Triplet-Block Diffusion RWKV
For practitioners of language modeling, this work addresses the inefficiency of sequential decoding in causal Transformers by integrating efficient linear-time inference with parallel diffusion, though the gains are incremental.
The paper proposes B^3D-RWKV, a diffusion RWKV variant that unifies linear-time causal models with bidirectional discrete diffusion via a triplet-block layout, achieving comparable accuracy on an 8-task suite while delivering a 1.6× average decoding speedup over baselines.

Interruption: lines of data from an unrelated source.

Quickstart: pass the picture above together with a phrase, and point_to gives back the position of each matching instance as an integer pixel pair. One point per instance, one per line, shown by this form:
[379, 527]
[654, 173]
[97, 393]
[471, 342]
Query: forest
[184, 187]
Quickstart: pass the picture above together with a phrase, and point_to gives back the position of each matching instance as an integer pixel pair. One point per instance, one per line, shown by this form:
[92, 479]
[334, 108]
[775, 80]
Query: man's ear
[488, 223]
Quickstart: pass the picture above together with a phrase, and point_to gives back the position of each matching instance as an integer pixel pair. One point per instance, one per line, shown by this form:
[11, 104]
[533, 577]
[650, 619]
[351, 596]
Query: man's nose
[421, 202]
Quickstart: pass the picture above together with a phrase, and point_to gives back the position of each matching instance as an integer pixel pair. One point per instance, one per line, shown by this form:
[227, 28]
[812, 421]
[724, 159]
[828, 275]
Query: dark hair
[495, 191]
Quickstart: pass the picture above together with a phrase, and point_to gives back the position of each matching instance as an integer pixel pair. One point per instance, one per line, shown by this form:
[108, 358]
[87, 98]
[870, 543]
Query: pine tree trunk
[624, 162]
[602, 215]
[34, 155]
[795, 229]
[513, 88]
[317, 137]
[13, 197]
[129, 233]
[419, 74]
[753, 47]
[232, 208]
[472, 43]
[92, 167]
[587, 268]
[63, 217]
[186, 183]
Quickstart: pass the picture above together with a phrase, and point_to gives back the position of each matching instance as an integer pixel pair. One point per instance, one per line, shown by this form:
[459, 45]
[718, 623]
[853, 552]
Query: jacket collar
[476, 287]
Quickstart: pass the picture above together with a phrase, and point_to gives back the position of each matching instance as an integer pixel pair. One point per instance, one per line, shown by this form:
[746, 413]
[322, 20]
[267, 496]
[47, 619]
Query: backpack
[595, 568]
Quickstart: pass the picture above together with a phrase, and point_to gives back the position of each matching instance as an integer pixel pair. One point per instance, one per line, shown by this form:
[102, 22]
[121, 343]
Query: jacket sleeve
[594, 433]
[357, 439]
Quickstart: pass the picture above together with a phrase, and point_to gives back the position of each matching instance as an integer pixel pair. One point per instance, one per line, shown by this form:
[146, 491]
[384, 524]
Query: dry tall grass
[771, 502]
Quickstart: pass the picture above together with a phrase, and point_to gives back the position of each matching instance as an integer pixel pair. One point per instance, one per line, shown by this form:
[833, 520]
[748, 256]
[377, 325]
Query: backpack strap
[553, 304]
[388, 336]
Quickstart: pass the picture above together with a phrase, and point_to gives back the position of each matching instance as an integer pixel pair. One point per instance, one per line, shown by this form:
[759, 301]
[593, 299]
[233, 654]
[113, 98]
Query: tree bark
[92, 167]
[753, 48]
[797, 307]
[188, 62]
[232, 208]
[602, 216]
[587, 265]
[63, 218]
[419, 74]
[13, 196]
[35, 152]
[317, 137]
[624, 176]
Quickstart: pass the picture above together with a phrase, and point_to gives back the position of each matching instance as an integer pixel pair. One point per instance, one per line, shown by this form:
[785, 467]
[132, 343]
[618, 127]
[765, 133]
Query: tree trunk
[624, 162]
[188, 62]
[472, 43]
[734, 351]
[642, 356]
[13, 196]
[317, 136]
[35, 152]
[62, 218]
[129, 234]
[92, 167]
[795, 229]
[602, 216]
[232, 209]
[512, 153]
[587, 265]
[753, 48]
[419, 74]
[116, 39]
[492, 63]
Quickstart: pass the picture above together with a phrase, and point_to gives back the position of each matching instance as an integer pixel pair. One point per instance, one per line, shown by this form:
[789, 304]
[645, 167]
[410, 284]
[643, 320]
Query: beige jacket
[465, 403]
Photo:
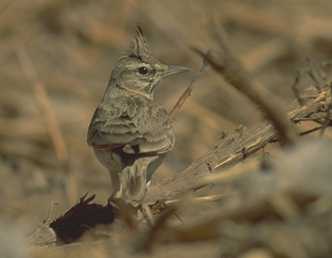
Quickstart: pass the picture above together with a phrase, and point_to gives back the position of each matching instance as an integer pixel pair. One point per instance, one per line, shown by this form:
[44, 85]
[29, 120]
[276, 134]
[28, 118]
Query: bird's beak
[174, 69]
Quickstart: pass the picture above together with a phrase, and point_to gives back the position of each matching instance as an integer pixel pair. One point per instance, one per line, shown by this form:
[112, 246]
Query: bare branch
[226, 64]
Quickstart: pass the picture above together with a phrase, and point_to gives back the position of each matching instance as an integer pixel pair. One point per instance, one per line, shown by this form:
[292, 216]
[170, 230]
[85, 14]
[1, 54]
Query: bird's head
[138, 72]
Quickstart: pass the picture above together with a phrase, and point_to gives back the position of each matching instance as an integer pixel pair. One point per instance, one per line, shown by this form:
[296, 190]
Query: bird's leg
[116, 187]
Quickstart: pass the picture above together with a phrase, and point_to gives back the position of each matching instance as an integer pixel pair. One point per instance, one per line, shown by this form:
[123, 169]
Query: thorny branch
[235, 148]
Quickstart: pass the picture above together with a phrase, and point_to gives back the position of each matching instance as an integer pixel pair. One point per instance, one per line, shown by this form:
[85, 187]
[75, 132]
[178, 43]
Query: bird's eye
[143, 70]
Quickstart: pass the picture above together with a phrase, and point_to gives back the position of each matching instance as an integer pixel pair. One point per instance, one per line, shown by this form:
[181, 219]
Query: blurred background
[56, 58]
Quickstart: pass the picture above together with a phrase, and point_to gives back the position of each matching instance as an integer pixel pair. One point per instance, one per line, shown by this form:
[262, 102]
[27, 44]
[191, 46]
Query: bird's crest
[139, 47]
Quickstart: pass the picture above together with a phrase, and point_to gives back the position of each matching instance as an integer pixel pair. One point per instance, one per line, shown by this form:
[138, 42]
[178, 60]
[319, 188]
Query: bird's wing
[141, 131]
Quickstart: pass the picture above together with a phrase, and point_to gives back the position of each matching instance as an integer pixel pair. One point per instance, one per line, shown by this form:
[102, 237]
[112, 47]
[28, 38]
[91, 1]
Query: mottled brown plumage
[129, 132]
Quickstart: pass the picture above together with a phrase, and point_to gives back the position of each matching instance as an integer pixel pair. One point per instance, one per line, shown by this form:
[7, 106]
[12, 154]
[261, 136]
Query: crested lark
[129, 132]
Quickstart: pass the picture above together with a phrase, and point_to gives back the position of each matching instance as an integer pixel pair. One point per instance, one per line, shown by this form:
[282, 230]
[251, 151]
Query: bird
[130, 132]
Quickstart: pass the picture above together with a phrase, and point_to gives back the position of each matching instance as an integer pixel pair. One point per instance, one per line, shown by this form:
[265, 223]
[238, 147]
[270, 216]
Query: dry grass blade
[186, 94]
[46, 106]
[227, 64]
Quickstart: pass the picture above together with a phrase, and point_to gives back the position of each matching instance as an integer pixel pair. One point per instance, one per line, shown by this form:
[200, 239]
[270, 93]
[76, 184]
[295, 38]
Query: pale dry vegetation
[250, 175]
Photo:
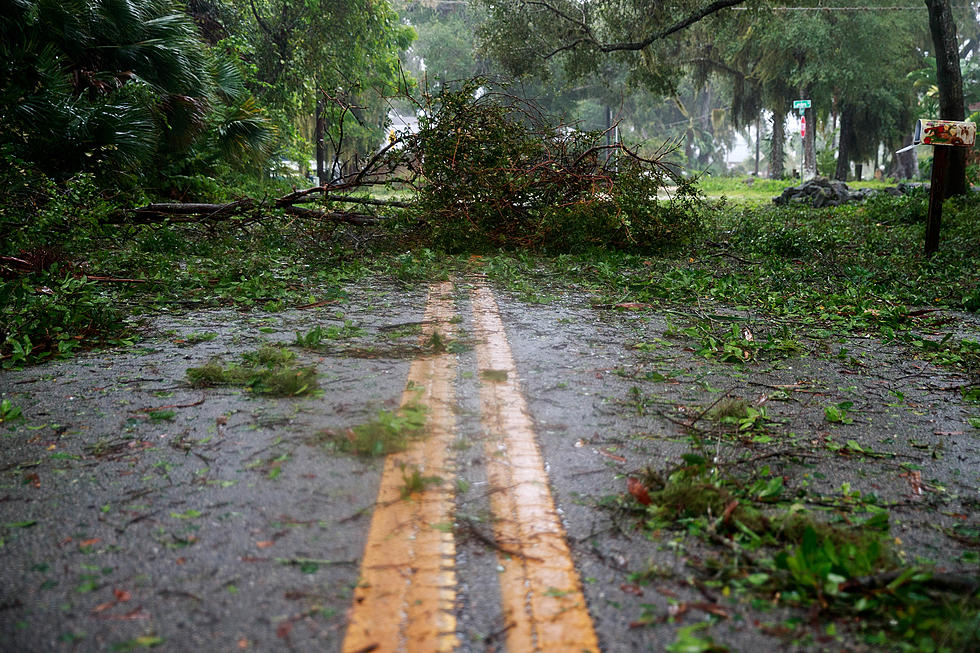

Causal Transformer language models suffer from strictly sequential decoding and a quadratic per-step attention cost. While linear-time causal models and discrete diffusion models each address these weaknesses, their integration remains inherently inconsistent: diffusion requires bidirectional attention, while causal models are unidirectional. To unify these architectures, we propose $B^3D-RWKV$, a diffusion RWKV variant that integrates the model's $O(L)$ inference efficiency with parallel, bidirectional discrete-diffusion through a \emph{triplet-block layout} method. $B^3D-RWKV-7.2B$ reaches comparable accuracy on an 8-task suite versus existing models while significantly outperforming baselines in decoding throughput with an average of $\mathbf{1.6\times}$ speedup.